Hace hoy catorce años el cielo rugía y lloraba mientras lo miraba impasivo desde la puerta que daba a la calle. Aislado en mis pensamientos. Trataba de ordenar mis recuerdos. De ocultar mis emociones. De no llorar al silencio.
Hace hoy catorce años que ví derrumbarse a mi padre. A oscuras en el comedor. Él no sabe que yo lo miraba desde mi habitación. Tal vez no se pueda buscar consuelo en el absurdo.
Hace hoy catorce años mi hermana lloraba y me mandaba a la cama a eso de las seis de la mañana. Me engañó y me mandó al instituto como mi hermana mayor que era. La que llevaba el mando de la casa cuando mis padres no estaban. Habían ido al Puerto porque habían ingresado a mi tío Ángel, me dijo. Aquella mañana llegaba a casa pensando en él. En que esa tarde iríamos a verlo.

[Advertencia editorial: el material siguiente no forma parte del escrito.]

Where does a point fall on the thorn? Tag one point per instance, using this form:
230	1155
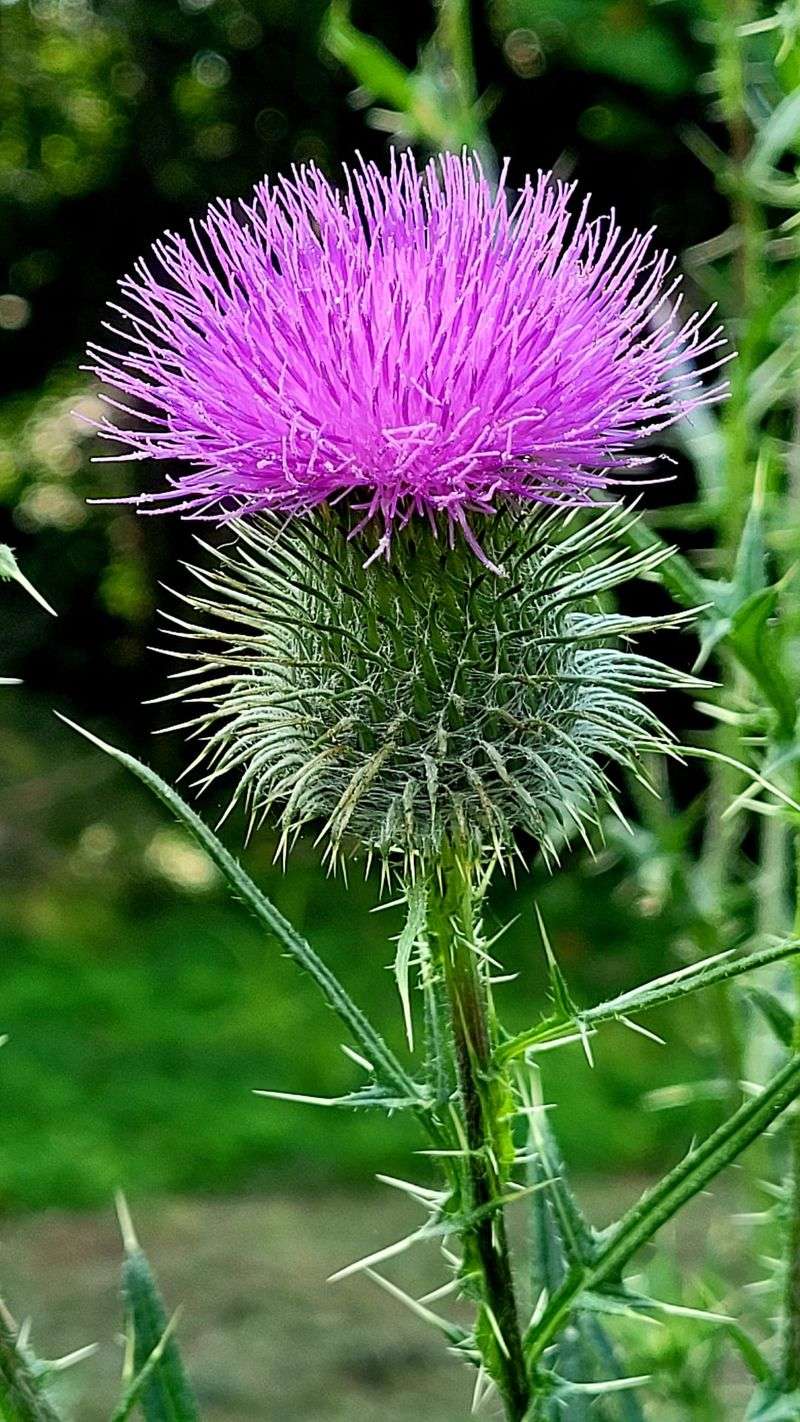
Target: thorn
125	1223
355	1057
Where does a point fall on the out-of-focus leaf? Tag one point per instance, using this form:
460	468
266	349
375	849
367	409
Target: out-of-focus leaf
769	1405
775	1013
10	570
756	642
773	137
165	1392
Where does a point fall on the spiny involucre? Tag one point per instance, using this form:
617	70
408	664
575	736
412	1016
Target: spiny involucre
419	341
421	698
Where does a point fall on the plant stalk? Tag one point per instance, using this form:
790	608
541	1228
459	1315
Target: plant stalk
790	1362
485	1098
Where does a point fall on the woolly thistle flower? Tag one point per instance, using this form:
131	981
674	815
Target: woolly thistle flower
415	701
419	343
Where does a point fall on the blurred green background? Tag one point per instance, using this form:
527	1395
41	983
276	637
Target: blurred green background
141	1004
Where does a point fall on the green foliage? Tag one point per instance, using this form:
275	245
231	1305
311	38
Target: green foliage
158	1381
407	700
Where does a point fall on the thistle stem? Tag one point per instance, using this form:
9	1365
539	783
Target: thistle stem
488	1146
790	1362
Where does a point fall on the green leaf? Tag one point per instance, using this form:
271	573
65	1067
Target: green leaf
756	643
134	1394
775	1013
408	940
385	1065
769	1405
559	990
367	60
658	1205
165	1392
20	1391
718	969
775	137
10	570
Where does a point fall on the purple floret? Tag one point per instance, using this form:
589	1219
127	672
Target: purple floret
421	341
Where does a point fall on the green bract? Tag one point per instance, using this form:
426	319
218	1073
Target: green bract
426	694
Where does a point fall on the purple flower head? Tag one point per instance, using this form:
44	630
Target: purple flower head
419	343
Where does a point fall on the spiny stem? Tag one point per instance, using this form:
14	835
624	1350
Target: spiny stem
486	1135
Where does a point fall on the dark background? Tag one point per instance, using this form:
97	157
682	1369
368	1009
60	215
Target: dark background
141	1004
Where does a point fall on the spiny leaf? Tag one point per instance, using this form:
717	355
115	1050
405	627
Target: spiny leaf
559	990
722	967
658	1205
408	940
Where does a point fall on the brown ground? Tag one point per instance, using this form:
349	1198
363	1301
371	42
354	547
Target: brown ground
263	1334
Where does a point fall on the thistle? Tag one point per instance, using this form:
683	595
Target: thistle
371	388
398	706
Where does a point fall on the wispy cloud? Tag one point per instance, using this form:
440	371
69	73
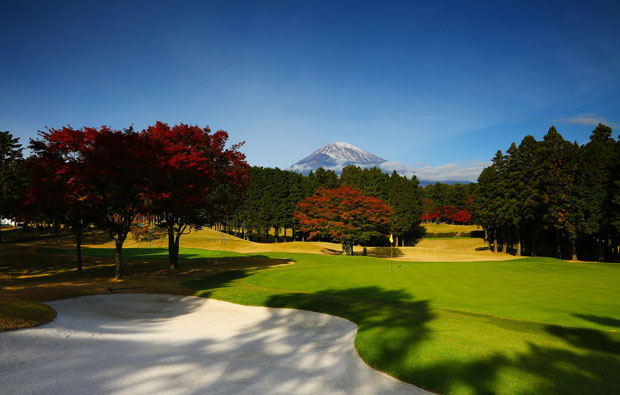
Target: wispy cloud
588	120
468	171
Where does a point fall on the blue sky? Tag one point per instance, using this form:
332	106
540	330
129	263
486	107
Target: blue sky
435	85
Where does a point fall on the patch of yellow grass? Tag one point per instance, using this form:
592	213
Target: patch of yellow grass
432	250
448	228
17	314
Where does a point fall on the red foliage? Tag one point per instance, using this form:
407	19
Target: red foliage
189	164
343	214
58	173
462	216
448	214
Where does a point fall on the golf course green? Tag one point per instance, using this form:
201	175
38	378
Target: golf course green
532	325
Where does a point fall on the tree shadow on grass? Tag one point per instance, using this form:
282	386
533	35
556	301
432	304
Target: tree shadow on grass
607	321
588	365
393	326
385	252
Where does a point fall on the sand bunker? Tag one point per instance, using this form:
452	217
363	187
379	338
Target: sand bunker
144	343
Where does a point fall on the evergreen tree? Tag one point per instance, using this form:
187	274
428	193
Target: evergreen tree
12	175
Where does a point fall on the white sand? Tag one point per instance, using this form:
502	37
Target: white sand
142	343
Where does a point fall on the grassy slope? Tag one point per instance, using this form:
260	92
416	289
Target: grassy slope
460	328
523	326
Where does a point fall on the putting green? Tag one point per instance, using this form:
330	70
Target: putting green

Abrí la habitación, que estaba cerrada, y vi la ropa sobre la cama. Esa escena la había vivido hacía escasos siete meses, cuando la despedida de mi abuela. Arrojé la mochila al suelo y fui corriendo a la habitación de mis padres. Mi padre me dio la noticia mientras su voz se iba apagando. Mi primer reflejo fue sentarme en su cama, y al descubrir una lágrima que bajaba por mi mejilla, huir de su consuelo.
Hace hoy catorce años y unas horas mis lágrimas se mezclaban con las gotas de lluvia de un cielo gris a la puerta del tanatorio. Apenas pude mirar su cuerpo sin vida unos segundos, abrazarme al marido de la luchadora que me recibió llorando, y salir a rumiar mi dolor donde nadie pudiera verme, donde nadie pudiera molestarme.
En el momento de su despedida, desde la tercera fila, observaba aquel trozo de madera. Miraba a mi abuelo, arropado por dos hijos derrumbados como él. Miraba con pena a mi tía y no dejaba de pensar en su hija. Trataba de encontrar sentido a la vida y acaso a su justicia. Fue mi abuelo quien rompió el silencio con un grito de despedida en el cementerio…
Dejó en su legado aquella sonrisa, su paciencia con los pequeños, una revancha de una partida de ajedrez y muchísimos recuerdos.